Case Study: Scottish Water

Written by Jumbla Creative | Mar 16, 2016

Scottish Water, a company that (unsurprisingly) provides water and sewerage services across Scotland, were in need of a new TVC.

Axis Animation – a animation agency, who has worked with Scottish Water in the past, were looking for a studio who could execute the different disciplines of hand drawn frame animation, 3D and a technical compositing job all under the same roof. They found us. 

Due to our focus on having ‘all-rounder’ animators and our emphasis on hot housing illustrators, we have a few artists who were excited by the opportunity to hand draw a frame by frame animation.

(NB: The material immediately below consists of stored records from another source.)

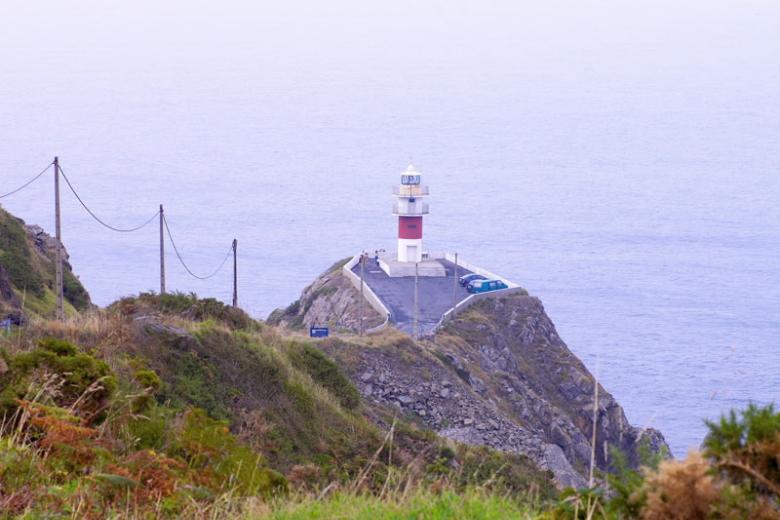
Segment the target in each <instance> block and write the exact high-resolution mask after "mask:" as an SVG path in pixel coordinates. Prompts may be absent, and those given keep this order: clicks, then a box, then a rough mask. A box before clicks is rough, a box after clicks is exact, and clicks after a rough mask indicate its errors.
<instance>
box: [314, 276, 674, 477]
mask: <svg viewBox="0 0 780 520" xmlns="http://www.w3.org/2000/svg"><path fill="white" fill-rule="evenodd" d="M339 276H340V275H339V274H338V272H337V271H332V272H330V273H329V274H328V275H327V276H326V277H327V278H328V281H327V282H323V281H322V280H318V281H316V282H315V283H314V284H313V285H312V287H318V286H319V287H322V286H323V285H322V284H323V283H325V284H328V283H330V284H333V285H331V286H334V287H339V288H338V289H336V290H335V291H332V292H329V294H328V295H327V298H328V301H342V300H344V299H347V298H354V294H352V296H348V295H345V294H340V293H341V292H347V293H355V291H354V289H353V288H352V287H351V286H349V285H343V286H342V285H337V282H335V281H334V278H338V277H339ZM304 294H305V295H306V297H307V298H313V301H310V302H309V303H308V307H309V309H316V308H320V307H318V304H317V298H316V297H315V296H313V293H312V292H311V290H310V289H307V292H305V293H304ZM307 301H308V300H307ZM326 304H327V302H325V303H323V304H322V305H323V306H326ZM299 312H301V310H300V309H299ZM300 316H301V318H300V319H301V320H303V321H304V322H306V321H307V320H309V319H310V317H309V316H307V313H306V312H301V314H300ZM318 319H322V318H318ZM318 346H319V347H320V348H321V349H323V350H324V351H325V352H326V353H328V355H330V356H331V357H332V358H333V359H334V360H336V362H337V363H339V364H340V365H341V366H342V367H343V368H344V370H345V371H346V372H347V373H348V374H349V376H350V377H351V379H352V380H353V381H354V382H355V384H356V385H357V386H358V388H359V390H360V392H361V394H362V396H363V397H364V399H365V400H366V402H367V403H369V404H373V405H376V406H383V407H387V406H391V407H394V408H395V409H396V410H397V412H398V413H399V414H403V415H405V416H408V417H409V418H412V419H414V420H416V421H417V422H419V423H420V424H422V425H424V426H426V427H428V428H430V429H432V430H435V431H436V432H438V433H439V434H441V435H443V436H446V437H449V438H452V439H455V440H458V441H462V442H465V443H468V444H473V445H486V446H490V447H493V448H497V449H499V450H502V451H509V452H518V453H522V454H525V455H527V456H529V457H530V458H531V459H532V460H534V461H535V462H536V463H537V464H539V465H540V466H541V467H542V468H545V469H550V470H551V471H553V473H554V474H555V477H556V480H557V481H558V483H559V485H561V486H567V485H571V486H582V485H584V484H585V483H586V478H587V474H588V470H589V464H590V457H591V435H592V423H593V399H594V378H593V376H592V374H591V373H590V372H589V371H588V369H587V368H586V367H585V366H584V365H583V364H582V362H581V361H580V360H579V359H578V358H577V357H576V356H575V355H574V354H573V353H572V352H571V351H570V350H569V349H568V347H567V346H566V344H565V343H564V342H563V340H562V339H561V338H560V337H559V336H558V333H557V332H556V330H555V326H554V325H553V323H552V321H551V320H550V318H549V317H548V316H547V314H546V313H545V310H544V307H543V306H542V303H541V302H540V301H539V299H538V298H534V297H530V296H524V295H520V294H515V295H509V296H506V297H500V298H493V299H486V300H484V301H481V302H479V303H478V304H476V305H474V306H472V307H471V308H469V309H468V310H467V311H466V312H464V313H462V314H460V315H459V316H457V318H456V319H455V320H453V321H451V322H449V323H447V324H446V325H445V326H444V327H443V328H442V329H440V330H439V331H438V332H437V333H436V335H435V336H434V337H432V338H430V339H428V340H424V341H420V342H415V341H413V340H412V339H411V338H410V337H409V336H407V335H405V334H402V333H400V332H398V331H396V330H394V329H390V330H388V331H385V332H383V333H381V334H379V335H375V336H371V337H368V338H363V339H361V338H356V337H355V336H351V335H343V336H341V337H338V338H331V339H328V340H325V341H322V342H319V343H318ZM597 417H598V418H597V425H596V443H595V445H596V446H595V461H596V465H597V467H598V469H600V470H603V471H608V470H609V469H610V464H611V462H612V453H613V450H615V449H617V450H620V451H621V452H622V453H624V454H625V455H626V456H627V458H628V460H629V461H630V462H631V463H632V464H634V465H636V464H637V463H638V461H639V458H640V451H641V449H640V447H641V446H642V445H646V446H647V448H649V449H650V451H654V452H658V451H661V450H667V451H668V448H667V447H666V443H665V441H664V439H663V436H662V435H661V433H660V432H658V431H656V430H652V429H648V430H642V429H640V428H636V427H634V426H631V425H630V424H629V423H628V421H627V420H626V417H625V414H624V412H623V409H622V408H621V407H620V405H619V404H618V403H617V401H615V399H614V398H613V397H612V396H611V395H610V394H609V393H608V392H607V391H606V390H605V389H604V388H602V387H599V398H598V414H597Z"/></svg>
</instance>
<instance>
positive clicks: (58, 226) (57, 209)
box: [54, 157, 65, 321]
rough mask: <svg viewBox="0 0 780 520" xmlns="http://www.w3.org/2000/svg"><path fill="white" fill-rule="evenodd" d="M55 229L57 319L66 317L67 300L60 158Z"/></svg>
mask: <svg viewBox="0 0 780 520" xmlns="http://www.w3.org/2000/svg"><path fill="white" fill-rule="evenodd" d="M54 229H55V236H56V238H57V251H56V253H57V254H56V264H57V265H56V267H55V270H56V273H55V282H54V284H55V287H54V291H55V292H56V293H57V319H58V320H60V321H63V320H64V319H65V301H64V297H63V283H62V225H61V222H60V160H59V158H57V157H55V158H54Z"/></svg>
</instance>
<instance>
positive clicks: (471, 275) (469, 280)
mask: <svg viewBox="0 0 780 520" xmlns="http://www.w3.org/2000/svg"><path fill="white" fill-rule="evenodd" d="M474 280H485V277H484V276H482V275H481V274H477V273H469V274H464V275H463V276H461V277H460V278H458V283H459V284H461V285H462V286H463V287H466V286H468V284H469V282H472V281H474Z"/></svg>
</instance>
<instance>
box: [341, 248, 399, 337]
mask: <svg viewBox="0 0 780 520" xmlns="http://www.w3.org/2000/svg"><path fill="white" fill-rule="evenodd" d="M358 262H360V255H355V256H353V257H352V259H351V260H350V261H349V262H347V263H346V264H344V266H343V267H342V268H341V272H342V273H344V276H346V277H347V280H349V281H350V282H352V285H353V286H354V287H355V289H357V290H358V292H360V285H361V280H360V277H359V276H358V275H356V274H355V273H353V272H352V268H353V267H355V266H356V265H357V264H358ZM362 285H363V297H364V298H365V299H366V301H367V302H368V304H369V305H371V307H372V308H373V309H374V310H375V311H376V312H378V313H379V315H380V316H384V317H385V321H383V322H382V323H381V324H379V325H377V326H376V327H372V328H370V329H368V330H366V334H371V333H372V332H378V331H380V330H382V329H384V328H385V327H387V325H388V323H390V311H389V310H388V308H387V307H385V304H384V303H382V300H380V299H379V297H378V296H377V295H376V293H374V291H372V290H371V287H369V286H368V284H367V283H363V284H362Z"/></svg>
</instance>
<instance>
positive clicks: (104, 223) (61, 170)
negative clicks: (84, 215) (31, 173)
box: [60, 166, 160, 233]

It was an interesting and original mix of styles using Flash along with 3D motion graphics. We were keen to develop the look of the previous spots further while keeping them in the same family.

 

A fitting animation

Scottish Water provides drinking water to 2.46 million households and 150,000 business customers in Scotland. Every day it supplies 1.34 billion litres of drinking water and takes away 847 million litres of waste water from customers’ properties and treats it before returning it to the environment. Given these stats, it needed a serious animation to live up to this great work!

We worked closely with the team at Axis who were keen to share their experiences from previous spots, mainly getting a seamless transition from full frame animation to the layered planes rotating around the 3D ‘Machine’. With some testing we came up with a protracted method to get it to work.

 

The creative process

The process went like this; hand animations in Flash were composited in After Effects on 6 layers. Those 6 layers were then rendered out in 5K comps to make them wide enough to wrap around the Machine, the shadows were rendered out as another 6 comps to act as alpha channels. Then they were re rendered from 3D on the planes of the Machine in Cinema 4D.

They were then re-composited in After Effects. So with each change there were several steps and lots of rendering to do. Once we had the system sorted out it was just a case of getting the animation right and Axis trusted us to roll with it and develop the style.

Okay – we know that was confusing, but let’s face it, in the end we were really happy with how it turned out and enjoyed working on something unique with some juicy technical issues to overcome.